Het Romeinse begrip ius had al de dubbele betekenis van enerzijds de verzameling van door de overheid gehandhaafde regels en anderzijds de juridisch erkende of toegekende aanspraak van een persoon om iets te doen of te ontvangen. In het Engels zijn dit onderscheiden begrippen: law en right. 'Recht’ in de tweede betekenis moet onderscheiden worden van de wetten als de door de daartoe bevoegde organen opgestelde regels. Het recht omvat ook regels ontleend aan verdragen, jurisprudentie, of uitspraken van rechters, en de gewoonte. Recht in deze zin heeft vanouds ook de connotatie juist of rechtvaardig te zijn; in het Romeinse recht wordt dat expliciet gemaakt in de definitie van Celsus: Ius est ars boni et aequi (recht is de kunst van het goede en het billijke).
Historische ontwikkeling
Tot in de late Middeleeuwen is de theorie van het natuurrecht de dominante rechtstheorie: de gedachtegang dat er universele en eeuwige waarden zijn, waaraan de door mensen opgestelde rechtsregels moeten beantwoorden. De christelijke invulling van het natuurrecht (met name Thomas van Aquino) brengt een rangorde aan tussen de eeuwige wet, afkomstig van God, en de menselijke wet. De eeuwige wet is deels voor de mens kenbaar via de openbaring en deels via het natuurrecht dat mensen met hun rationele vermogens kunnen doorgronden. De menselijke wet is een vertaling van de eeuwige wet naar specifieke omstandigheden; een wet die tegen het natuurrecht ingaat, is geen echte wet.
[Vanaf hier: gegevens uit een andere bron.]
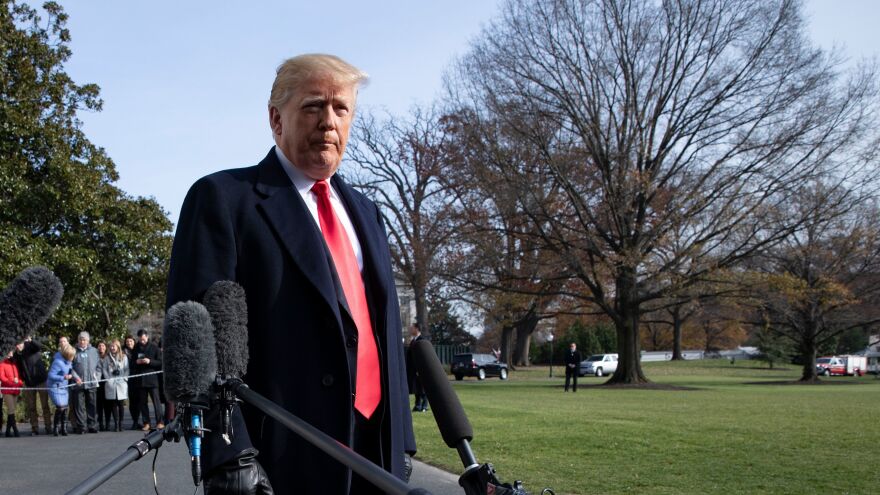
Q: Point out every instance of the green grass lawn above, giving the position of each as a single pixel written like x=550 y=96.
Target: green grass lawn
x=726 y=434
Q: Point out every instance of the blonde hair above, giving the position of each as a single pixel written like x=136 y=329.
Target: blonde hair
x=67 y=352
x=293 y=71
x=119 y=352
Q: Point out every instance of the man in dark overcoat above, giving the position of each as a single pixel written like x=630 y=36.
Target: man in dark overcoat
x=324 y=324
x=572 y=366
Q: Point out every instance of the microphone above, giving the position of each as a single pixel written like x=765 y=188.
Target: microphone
x=225 y=301
x=451 y=420
x=454 y=426
x=26 y=303
x=190 y=361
Vanaf de zeventiende eeuw wordt de verbinding tussen natuurrecht en goddelijke oorsprong losgelaten. De nadruk ligt op beginselen die voor ieder redelijk mens inzichtelijk zijn (Grotius, Pufendorf). Dan komt ook de gedachte naar voren dat het natuurrecht geldt in situaties zonder staat, ofwel de natuurtoestand (Hobbes). Door Locke en anderen wordt dit voorstatelijke natuurrecht gekoppeld aan de rechten van individuen op leven en eigendom. De staat wordt nodig geacht om het recht te handhaven; een sociaal contract tussen de burgers en de soeverein legitimeert de staats- en rechtsmacht.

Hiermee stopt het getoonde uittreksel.